Soluciones como la “economía circular” prevén bienes durables más durables, cuyos componentes y productos tengan vida útil más prolongada, mientras se asegura que desechos biológicos puedan reingresar a la biosfera al fin de su vida útil de manera de cuidar la productividad de los suelos y generar menos residuos intratables y tecnología que faciliten la reutilización de materiales de manera que sean equivalentes a los equivalentes de primera utilización.
Se calcula que, a su vez, esta “economía circular” puede generar negocios por más de un billón de dólares (millón de millones), algo más que dos Argentinas. Se trata de un enfoque diferente, sino opuesto, al más común del “reciclado” que generalmente se basa en la degradación de materiales, generando finalmente más desperdicios, sin disminuir la demanda de materiales vírgenes.
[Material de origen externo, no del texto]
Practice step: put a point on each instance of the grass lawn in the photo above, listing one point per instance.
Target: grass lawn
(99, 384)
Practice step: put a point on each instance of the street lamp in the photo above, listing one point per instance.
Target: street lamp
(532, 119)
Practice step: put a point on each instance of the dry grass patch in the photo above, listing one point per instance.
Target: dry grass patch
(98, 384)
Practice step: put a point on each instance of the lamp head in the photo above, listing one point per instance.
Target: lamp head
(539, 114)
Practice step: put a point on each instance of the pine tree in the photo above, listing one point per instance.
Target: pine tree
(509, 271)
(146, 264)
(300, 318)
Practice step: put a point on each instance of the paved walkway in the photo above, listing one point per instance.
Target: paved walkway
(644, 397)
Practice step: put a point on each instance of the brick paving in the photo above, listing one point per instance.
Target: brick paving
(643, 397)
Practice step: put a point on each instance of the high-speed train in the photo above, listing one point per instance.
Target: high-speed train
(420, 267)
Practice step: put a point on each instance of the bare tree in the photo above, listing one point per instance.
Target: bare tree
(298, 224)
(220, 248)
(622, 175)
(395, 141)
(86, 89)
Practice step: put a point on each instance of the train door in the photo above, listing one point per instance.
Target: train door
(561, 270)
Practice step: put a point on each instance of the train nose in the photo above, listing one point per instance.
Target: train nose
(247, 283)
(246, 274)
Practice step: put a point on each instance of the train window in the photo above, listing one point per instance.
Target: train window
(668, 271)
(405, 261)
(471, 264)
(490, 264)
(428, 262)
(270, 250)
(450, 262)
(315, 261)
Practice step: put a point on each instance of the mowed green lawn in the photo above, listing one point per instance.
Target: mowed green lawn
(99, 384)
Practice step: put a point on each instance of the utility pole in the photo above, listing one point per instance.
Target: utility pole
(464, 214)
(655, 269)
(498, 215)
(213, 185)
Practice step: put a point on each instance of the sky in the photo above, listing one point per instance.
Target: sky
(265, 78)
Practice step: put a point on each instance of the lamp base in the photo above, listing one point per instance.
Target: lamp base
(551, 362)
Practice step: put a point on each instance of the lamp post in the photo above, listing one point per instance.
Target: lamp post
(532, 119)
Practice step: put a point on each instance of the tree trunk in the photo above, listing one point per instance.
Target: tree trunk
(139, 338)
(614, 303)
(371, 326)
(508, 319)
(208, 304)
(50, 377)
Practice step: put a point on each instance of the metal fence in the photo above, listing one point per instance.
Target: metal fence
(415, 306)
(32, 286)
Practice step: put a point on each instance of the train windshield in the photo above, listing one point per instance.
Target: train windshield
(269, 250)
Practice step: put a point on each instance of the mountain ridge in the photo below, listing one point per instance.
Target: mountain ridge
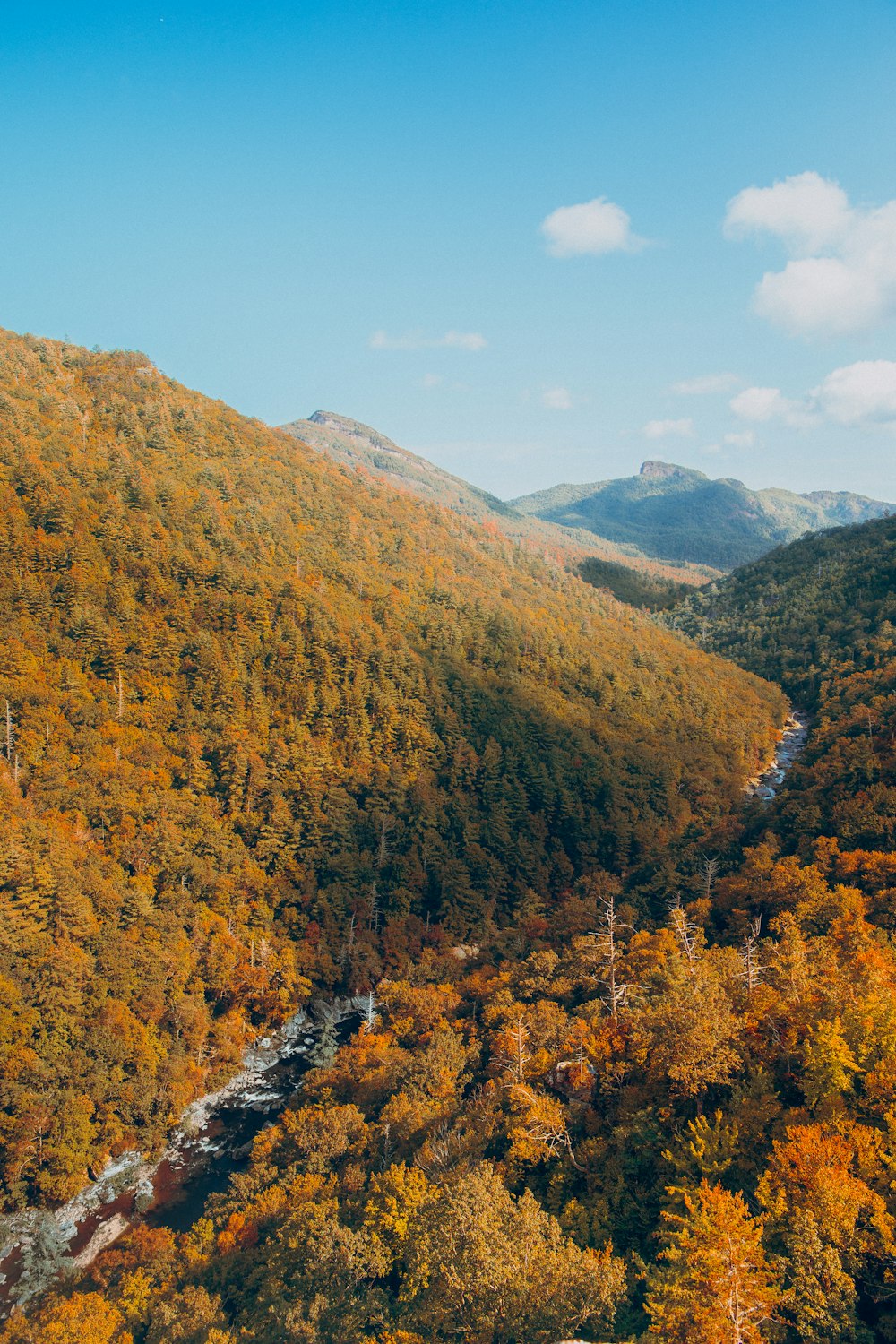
(365, 449)
(681, 513)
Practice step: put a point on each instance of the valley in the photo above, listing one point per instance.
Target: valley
(281, 734)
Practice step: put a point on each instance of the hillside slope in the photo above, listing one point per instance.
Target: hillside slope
(366, 449)
(271, 726)
(680, 513)
(820, 618)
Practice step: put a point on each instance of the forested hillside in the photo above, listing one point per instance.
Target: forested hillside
(265, 728)
(290, 731)
(622, 1124)
(820, 618)
(371, 453)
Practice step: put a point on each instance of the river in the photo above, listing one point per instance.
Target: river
(212, 1140)
(766, 784)
(215, 1134)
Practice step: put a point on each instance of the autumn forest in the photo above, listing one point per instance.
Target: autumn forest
(273, 733)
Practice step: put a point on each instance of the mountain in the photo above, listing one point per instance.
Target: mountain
(820, 618)
(637, 1112)
(683, 515)
(365, 449)
(269, 728)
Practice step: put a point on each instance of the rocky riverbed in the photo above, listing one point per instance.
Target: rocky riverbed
(766, 784)
(212, 1140)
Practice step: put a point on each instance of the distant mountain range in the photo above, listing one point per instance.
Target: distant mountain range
(669, 521)
(365, 449)
(683, 515)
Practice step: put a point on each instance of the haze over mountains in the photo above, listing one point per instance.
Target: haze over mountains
(366, 449)
(680, 513)
(673, 515)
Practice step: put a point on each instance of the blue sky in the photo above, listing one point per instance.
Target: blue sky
(343, 206)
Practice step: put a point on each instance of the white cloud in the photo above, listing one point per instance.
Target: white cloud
(556, 400)
(705, 384)
(417, 340)
(807, 211)
(769, 403)
(861, 394)
(662, 429)
(841, 274)
(591, 228)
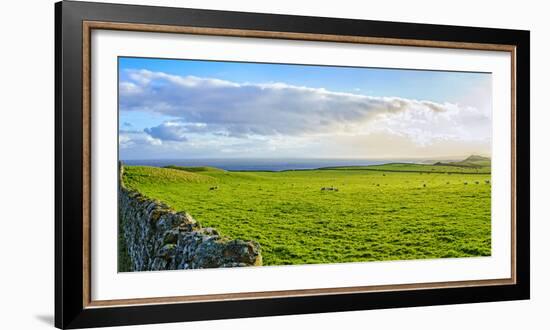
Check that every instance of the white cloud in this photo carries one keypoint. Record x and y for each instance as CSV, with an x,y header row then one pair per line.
x,y
277,116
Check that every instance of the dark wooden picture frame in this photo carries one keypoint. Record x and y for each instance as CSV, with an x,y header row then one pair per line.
x,y
74,22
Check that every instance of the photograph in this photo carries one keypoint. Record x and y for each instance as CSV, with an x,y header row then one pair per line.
x,y
234,164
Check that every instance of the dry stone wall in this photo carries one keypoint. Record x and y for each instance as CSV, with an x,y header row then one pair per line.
x,y
158,238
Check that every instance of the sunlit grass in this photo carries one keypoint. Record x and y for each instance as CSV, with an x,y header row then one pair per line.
x,y
385,212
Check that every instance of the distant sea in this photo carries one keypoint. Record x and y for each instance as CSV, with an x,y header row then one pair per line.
x,y
262,164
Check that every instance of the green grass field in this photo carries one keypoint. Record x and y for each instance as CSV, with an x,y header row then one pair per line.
x,y
383,212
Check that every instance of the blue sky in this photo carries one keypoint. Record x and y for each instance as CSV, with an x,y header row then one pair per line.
x,y
169,108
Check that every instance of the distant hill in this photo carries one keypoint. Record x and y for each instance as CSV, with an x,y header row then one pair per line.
x,y
473,161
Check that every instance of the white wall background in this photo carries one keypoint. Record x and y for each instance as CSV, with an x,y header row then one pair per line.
x,y
27,163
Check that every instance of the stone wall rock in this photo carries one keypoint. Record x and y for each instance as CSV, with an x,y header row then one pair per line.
x,y
158,238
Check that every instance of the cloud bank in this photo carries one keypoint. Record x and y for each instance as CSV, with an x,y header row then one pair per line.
x,y
218,115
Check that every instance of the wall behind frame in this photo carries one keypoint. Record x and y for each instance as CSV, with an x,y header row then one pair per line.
x,y
27,166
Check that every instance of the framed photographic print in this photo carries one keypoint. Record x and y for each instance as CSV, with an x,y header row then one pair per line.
x,y
214,164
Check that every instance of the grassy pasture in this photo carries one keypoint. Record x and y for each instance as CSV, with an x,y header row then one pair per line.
x,y
384,212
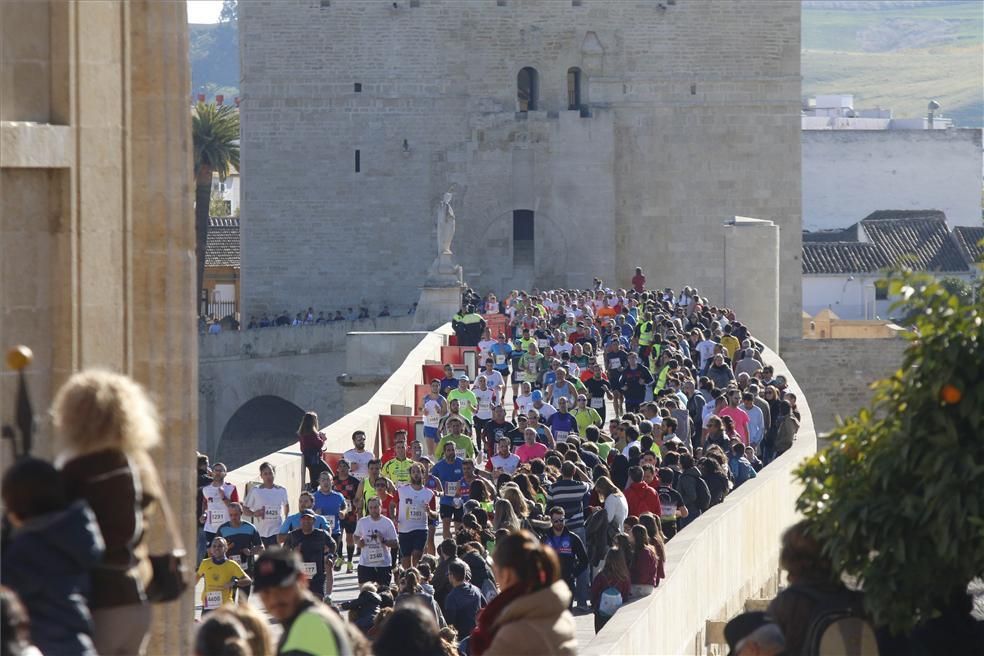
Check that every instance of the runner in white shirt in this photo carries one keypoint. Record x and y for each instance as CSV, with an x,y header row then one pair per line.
x,y
416,505
376,535
358,458
504,461
217,496
433,408
268,505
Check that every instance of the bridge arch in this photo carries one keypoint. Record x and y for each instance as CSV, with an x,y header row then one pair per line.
x,y
262,425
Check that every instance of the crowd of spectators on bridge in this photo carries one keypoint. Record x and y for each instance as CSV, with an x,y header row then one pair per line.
x,y
601,424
Nuevas actitudes de los consumidores, ya no tan preocupados por la propiedad de los bienes, sino por su disponibilidad (alquiler, leasing) están conduciendo a la proliferación de nuevos modelos de negocios que caracterizan esta “economía circular”.
Pero la vía de la racionalidad y las soluciones de largo plazo no son las únicas en juego. Conflictos o potenciales conflictos recientes, sobre islas o islotes en el Mar de la China o en el Pacífico, la disputa por Crimea y Ucrania, y por supuesto la violencia perenne en el Cercano Oriente y Asia Central, se encuentran en alguna medida, vinculados a la cuestión de la disponibilidad de hidrocarburos, recursos pesqueros o hídricos. Si las políticas económicas y de uso de recursos que se adoptan resultan insostenibles a escala local, no solo pueden limitar el crecimiento de un país, sino que pueden provocar violencia, entre las poblaciones afectadas, y más allá de las fronteras.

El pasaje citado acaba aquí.